If you think this is just he opinion of one man, you would be right, his name is
Georg Simon Ohm

Chances are you have never actually read his work, or if you read German, the original version. If you ever do, and, at 281 pages or antiquated English and electrical terminology, I warn you, it is a very hard thing to read, you will discover that he indeed covered non-linear devices and, as such, they should be included in Ohm's Law. In fact there is a whole Appendix, some 35 pages, devoted entirely to the subject. He even acknowledges there were things to still be discovered there and leaves it open for further investigation.

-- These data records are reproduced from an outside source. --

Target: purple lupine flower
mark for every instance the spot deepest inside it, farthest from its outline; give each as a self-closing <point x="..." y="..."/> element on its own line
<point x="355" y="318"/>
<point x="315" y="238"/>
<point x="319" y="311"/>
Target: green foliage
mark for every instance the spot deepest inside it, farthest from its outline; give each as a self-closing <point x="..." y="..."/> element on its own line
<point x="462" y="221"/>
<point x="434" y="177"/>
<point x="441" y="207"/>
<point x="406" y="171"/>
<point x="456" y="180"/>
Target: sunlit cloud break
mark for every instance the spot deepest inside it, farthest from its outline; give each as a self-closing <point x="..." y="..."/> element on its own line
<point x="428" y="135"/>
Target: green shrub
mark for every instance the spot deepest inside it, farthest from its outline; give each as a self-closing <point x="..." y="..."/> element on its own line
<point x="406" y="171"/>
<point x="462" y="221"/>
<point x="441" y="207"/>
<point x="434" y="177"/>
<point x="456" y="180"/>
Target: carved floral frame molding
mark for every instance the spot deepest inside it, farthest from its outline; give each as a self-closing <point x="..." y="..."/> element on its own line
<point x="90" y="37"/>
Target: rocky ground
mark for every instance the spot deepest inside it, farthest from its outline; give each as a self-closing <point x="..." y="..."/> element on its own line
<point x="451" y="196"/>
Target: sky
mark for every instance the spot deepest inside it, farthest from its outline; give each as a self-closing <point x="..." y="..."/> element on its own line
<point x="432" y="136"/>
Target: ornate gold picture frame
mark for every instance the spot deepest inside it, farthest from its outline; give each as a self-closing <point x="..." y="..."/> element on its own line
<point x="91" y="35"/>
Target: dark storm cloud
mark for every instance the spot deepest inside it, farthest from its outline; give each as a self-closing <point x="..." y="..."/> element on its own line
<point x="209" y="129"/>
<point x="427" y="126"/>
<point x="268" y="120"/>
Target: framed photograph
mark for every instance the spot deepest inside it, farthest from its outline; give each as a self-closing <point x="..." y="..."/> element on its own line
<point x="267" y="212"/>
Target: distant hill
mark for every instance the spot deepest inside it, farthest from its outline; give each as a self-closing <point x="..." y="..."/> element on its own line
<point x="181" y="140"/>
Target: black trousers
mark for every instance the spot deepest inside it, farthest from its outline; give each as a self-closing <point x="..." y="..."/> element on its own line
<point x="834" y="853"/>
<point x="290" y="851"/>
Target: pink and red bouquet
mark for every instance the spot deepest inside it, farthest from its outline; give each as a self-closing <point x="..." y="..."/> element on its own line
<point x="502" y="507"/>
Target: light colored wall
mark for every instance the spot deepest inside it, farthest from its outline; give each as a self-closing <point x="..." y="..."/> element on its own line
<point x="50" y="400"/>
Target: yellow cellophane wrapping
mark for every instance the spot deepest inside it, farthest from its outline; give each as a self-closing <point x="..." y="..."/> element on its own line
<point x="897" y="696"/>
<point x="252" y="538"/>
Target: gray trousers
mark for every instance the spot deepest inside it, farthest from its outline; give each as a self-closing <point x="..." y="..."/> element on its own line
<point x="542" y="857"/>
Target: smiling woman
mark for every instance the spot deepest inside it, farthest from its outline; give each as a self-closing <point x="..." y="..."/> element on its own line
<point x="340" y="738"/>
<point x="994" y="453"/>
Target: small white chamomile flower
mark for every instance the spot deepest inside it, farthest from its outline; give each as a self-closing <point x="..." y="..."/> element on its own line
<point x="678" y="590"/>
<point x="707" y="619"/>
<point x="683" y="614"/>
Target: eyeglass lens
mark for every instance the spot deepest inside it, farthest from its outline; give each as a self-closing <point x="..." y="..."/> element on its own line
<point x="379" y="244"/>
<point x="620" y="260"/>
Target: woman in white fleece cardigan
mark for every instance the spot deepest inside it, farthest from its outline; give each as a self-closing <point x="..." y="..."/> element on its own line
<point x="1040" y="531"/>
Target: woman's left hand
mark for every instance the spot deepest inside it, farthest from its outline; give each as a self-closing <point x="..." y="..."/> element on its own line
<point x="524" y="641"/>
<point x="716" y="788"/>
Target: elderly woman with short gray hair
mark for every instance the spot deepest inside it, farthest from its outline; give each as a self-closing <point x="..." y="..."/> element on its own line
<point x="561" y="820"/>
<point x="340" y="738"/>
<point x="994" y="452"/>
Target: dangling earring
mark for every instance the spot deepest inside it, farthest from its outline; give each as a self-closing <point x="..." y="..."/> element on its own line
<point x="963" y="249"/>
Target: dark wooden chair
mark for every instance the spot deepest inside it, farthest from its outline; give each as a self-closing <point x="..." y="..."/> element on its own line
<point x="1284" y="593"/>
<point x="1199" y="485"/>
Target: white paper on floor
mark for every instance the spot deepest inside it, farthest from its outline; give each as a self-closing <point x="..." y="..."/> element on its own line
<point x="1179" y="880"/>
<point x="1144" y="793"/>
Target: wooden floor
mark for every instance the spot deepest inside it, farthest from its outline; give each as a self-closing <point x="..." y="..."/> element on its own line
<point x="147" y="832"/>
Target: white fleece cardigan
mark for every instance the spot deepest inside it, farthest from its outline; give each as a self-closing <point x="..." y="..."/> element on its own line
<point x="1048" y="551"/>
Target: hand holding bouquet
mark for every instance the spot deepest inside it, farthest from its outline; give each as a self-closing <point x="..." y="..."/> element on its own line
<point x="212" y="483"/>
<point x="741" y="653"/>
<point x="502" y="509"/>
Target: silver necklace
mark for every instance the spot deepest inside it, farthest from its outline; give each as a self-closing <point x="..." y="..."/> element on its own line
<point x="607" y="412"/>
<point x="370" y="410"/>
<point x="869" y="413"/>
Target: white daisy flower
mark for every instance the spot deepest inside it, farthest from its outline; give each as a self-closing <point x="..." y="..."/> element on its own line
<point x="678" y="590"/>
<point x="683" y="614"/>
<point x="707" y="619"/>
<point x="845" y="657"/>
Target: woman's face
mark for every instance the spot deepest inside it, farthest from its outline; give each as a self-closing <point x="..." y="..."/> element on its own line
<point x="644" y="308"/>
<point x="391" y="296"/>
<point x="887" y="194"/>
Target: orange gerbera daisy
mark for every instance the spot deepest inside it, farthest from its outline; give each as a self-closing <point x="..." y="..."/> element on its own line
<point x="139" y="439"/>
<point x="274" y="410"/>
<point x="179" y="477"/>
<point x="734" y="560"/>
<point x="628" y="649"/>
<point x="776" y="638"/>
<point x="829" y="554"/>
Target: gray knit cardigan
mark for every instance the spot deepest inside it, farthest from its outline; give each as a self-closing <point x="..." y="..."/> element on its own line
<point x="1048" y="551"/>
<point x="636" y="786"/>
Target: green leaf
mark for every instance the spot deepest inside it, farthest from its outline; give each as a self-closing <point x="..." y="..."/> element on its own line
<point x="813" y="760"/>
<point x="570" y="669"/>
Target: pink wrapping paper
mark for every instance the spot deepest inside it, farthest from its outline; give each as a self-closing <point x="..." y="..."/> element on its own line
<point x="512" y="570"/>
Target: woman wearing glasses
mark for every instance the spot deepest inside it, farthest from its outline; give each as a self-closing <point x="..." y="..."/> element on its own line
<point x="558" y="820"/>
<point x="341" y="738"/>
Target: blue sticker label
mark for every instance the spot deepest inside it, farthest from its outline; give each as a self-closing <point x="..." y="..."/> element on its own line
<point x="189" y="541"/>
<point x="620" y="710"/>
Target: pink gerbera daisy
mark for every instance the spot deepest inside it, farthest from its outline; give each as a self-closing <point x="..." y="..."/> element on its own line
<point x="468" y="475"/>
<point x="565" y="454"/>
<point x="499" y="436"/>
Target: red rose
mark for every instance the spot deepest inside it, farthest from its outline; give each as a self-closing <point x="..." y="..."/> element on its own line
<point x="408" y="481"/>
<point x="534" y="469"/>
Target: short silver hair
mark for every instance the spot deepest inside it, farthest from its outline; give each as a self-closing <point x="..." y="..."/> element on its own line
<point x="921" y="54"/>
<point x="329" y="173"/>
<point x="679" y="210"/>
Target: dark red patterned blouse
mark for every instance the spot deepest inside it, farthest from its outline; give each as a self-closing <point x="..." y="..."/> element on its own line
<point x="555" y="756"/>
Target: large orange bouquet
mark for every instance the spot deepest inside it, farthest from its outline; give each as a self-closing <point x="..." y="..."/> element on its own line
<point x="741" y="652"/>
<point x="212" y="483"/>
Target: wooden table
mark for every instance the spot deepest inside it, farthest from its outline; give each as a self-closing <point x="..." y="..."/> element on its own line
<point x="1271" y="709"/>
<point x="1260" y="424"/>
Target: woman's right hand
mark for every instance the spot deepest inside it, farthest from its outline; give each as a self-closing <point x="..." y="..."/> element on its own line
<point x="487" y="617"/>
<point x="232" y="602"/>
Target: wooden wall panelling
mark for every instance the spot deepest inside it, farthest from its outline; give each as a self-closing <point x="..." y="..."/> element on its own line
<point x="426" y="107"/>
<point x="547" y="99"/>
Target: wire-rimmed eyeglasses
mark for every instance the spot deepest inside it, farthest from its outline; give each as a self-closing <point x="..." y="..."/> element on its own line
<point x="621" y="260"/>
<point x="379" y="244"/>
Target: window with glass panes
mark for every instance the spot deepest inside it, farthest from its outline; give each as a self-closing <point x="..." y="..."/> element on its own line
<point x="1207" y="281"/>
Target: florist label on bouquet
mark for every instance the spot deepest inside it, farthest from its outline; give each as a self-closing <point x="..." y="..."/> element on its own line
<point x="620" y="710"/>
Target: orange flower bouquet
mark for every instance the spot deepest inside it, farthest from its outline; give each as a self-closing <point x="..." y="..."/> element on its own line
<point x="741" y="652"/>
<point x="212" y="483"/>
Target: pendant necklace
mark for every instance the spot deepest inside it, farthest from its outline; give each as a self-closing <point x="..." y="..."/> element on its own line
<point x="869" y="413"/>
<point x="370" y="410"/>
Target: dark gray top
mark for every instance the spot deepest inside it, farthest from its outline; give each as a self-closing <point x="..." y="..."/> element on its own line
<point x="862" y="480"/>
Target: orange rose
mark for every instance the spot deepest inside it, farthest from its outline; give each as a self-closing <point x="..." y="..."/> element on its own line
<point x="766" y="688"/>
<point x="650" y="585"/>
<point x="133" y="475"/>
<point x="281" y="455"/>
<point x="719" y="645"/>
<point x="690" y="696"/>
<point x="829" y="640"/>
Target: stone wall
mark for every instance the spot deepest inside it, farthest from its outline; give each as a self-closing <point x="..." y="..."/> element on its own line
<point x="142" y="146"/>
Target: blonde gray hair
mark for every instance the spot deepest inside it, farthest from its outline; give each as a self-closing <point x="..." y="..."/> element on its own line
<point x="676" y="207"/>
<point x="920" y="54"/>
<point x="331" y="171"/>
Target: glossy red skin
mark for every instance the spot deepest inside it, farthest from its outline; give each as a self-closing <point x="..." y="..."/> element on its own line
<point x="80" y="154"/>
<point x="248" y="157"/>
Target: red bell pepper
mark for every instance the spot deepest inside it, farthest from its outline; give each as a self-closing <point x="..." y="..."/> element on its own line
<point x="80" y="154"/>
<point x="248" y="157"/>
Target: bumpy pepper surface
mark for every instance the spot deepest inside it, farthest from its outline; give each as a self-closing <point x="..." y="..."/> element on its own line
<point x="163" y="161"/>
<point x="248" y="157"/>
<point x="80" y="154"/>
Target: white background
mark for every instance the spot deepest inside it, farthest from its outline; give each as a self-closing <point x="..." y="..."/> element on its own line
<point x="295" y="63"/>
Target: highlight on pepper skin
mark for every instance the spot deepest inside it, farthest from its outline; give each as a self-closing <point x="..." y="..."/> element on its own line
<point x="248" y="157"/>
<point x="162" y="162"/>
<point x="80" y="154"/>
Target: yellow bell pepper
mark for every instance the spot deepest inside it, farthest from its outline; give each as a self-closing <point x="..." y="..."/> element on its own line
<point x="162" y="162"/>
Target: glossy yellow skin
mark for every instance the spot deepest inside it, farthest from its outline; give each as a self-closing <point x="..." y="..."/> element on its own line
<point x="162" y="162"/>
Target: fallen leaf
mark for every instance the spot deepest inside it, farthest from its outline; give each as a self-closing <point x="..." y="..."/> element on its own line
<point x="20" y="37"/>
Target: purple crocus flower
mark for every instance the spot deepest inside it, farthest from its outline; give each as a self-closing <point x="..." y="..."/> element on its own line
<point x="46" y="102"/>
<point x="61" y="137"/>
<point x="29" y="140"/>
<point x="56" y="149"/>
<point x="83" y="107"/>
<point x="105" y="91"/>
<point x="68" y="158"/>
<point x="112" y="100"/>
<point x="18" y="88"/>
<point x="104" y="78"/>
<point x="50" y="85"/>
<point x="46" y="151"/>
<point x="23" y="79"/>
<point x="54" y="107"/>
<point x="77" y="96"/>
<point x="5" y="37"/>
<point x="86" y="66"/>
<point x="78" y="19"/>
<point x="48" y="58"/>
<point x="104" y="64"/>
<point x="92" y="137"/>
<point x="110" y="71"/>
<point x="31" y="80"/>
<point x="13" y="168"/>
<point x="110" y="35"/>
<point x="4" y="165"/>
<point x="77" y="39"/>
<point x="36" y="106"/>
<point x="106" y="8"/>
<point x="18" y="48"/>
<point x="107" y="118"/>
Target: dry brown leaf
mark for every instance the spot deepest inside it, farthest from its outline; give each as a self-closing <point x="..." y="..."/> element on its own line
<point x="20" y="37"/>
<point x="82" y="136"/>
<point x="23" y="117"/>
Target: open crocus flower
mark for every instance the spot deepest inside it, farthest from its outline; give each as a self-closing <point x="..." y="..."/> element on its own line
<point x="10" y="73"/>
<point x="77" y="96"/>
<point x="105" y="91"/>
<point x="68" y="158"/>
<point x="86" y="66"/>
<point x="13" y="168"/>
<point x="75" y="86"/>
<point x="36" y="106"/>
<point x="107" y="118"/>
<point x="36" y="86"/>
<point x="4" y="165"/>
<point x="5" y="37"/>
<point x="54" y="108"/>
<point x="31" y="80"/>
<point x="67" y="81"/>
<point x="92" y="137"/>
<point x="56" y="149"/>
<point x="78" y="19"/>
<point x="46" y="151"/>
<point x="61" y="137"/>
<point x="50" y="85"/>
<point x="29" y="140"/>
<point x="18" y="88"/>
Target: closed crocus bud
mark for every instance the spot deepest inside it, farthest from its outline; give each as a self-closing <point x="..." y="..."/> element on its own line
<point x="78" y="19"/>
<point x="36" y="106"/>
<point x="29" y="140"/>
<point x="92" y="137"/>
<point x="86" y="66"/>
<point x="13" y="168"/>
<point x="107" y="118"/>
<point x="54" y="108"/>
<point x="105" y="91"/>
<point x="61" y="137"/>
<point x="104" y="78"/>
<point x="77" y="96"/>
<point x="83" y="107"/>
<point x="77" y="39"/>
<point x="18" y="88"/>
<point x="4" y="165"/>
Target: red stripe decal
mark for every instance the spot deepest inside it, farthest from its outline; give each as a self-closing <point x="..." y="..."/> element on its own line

Ohms Law states.. according to Maxwell..

"The electromotive force acting between the extremities of any part of a circuit is the product of the strength of the current, and the resistance of that part of the circuit."

That however is only part of Ohm's thesis and is qualified in Ohm's words by the statement, "a voltaic circuit... which has acquired it's permanent state" which is defined in the paper, and I paraphrase, as any element whose resistance is dependent on the applied voltage or current or anything else must be allowed to settle into it's balanced condition. Further, after any change in the excitation of the circuit as a whole, a rebalance must occur before the formula is effective. Maxwell, on the other hand qualified it as, R must not change with V or I.

That may not be what your were taught in school, or even what you have heard quoted or read from many reputable sources, but it is from Ohm himself. The real issue is many people perceive or understand only a very simplified interpretation of Ohm's thesis, penned by Maxwell, that has been, possibly mistakenly, propagated over the decades since the great man actually performed his work as "Ohm's Law".

Which of course leaves you with a paradox.

The fact is Ohm simply stated, once it settles into a stable state the voltage across the circuit is the sum of the current times the resistances of the parts.

^{simulate this circuit – Schematic created using CircuitLab}

\$E = I.R1 + I.R2 + I.R3\$

Where R3 is whatever resistance the diode settles into. As such, it does not matter whether R3 is a diode or not. Which of course is correct. Maxwell, on the other hand, implies that since the circuit contains a non-linear element, the formula does not apply, which of course, is wrong.

So do we believe what Maxwell wrote was an error in oversimplification and go with what Ohm really said, or do we throw away what Ohm really said and go with Maxwell's simplification which leaves non-linear parts out in the cold?

If you believe a diode does not fit your mental model of Ohm's Law, then your model of Ohm's Law is actually Maxwell's Law. Something that needs to be qualified as being a subset of Ohm's thesis. If you believe a diode does fit the model then you are really quoting Ohm's thesis.

As I said, it is not black and white. In the end, it does not really matter since it changes nothing.